Hi, it’s me. Um… me and my brother’s going to the Roundhouse on Sunday. Dyawanna come?”
“Uh. Yeah.”
“Ok. See you outside Chalk Farm tube at twelve then.”
“Uh, Yeah.”
“Far out. Don’t tell your mum where we’re going.”
She puts the phone down.

Other boys of twelve might run around the house laughing, or rush to phone their best friend or seek out their older sister to confide it all in them. But not this one. My self is a big, private space. I invented a word to describe it: aloneliness – the state of being solo but liking it that way.

And I have friends and a mum I like – but they all seem a long way away from the real me. I live in my room and on the walk to and from school, somewhere between North London and the 21st Century, full of ideas and imaginings which I type out on an Olivetti portable typewriter which my Dad had in the war and wrote sexy poems on which I got to see once before he left, and I illustrate my adventures with coloured crayons and stick the words and pictures in exercise books and paint the covers with Potter’s psychedelic paint, and I love doing this.

And I love Jennifer I love love love love love her. I love to say her name. In my head.
She is two years older than me. She has amazing red hair, like a flag, not too many freckles and grey green kind of eyes, and the best smell ever of soap and mints and tobacco.

Her parents are friends of my parents, sort of, and once they came round for dinner: avocado vinaigrette, Chicken casserole with new potatoes and mum’s home made chocolate mousse. Jenny looked bored during the meal, snarling at her mum as they talked about her good results and teased her about the state of her bedroom. Afterwards we left them upstairs drinking coffee and Jennnifer followed me downstairs.

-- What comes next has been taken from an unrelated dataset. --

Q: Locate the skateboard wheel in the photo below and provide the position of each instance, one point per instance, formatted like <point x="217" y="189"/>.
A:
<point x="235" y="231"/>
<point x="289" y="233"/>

In my room she went straight to the French windows, yanked them open then pulled out a crumpled roll up from a matchbox in her pocket and lit it . I switched on my record player, took Sgt Pepper out of its sleeve, put the disc on the spindle and watched it clunk onto the turntable, the needle swing across, drop down - and the music played.

“We were talking.. about the space between us all” . Those green eyes surveying my room with its coating of posters and newsprint and drawings. She exhaled and smiled. “Wow, Pipsqueak.”

Then her eyes lit on the futurizer on my desk. She rested her cigarette on the edge of the windowsill, picked up my cardboard time communicator, opened it, looked into the carboard screen, laughed.

“Oi!”
“Go on, Pip, let me take a look.”
I jumped up to grab the futurizer but she held it high. I jumped to reach but only bumped into her body. I jumped again. She laughed and twisted away, Then I grabbed her, started to tickle. Jennifer howled, squirmed and wriggled. “Hey!” Then she was tickling me back. We fell on the floor, her hot, strong body struggling against mine.

Then suddenly I was flipped on my back, Jennifer straddled me, her knees on my arms.
“Ow!” I pulled my arms free.
“Stay right where you are.”

I lay back, felt the heat of her on my tummy, smelt her soap and tobacco breath, that long hair tickling my face. She looked down at me triumphant. I wriggled to get free. Then I looked up at her, noticed a button had gone on her blouse. I stopped struggling.

And she stayed sat on me, rested the Futuriser on my chest and opened it.
“This is great. A cardboard time machiney thingy.” She said, “I used to do cutting and sticking stuff a bit like this. I sawed the roof off my dolls house and turned it into a boutique once and designed all the clothes for it. Far out, Pipsqueak.”

Then suddenly she rolled off, lay down beside me looking up at the ceiling. She pushed open the doors and relit her cigarette.
She sighed. “Too old for all that now.”
The sides of our bodies pressed together. And we lay there in the dark staring up at my ceiling which I’d covered with silver foil and stars, and our wonky reflections looked down on us and our eyes nearly met and it was good.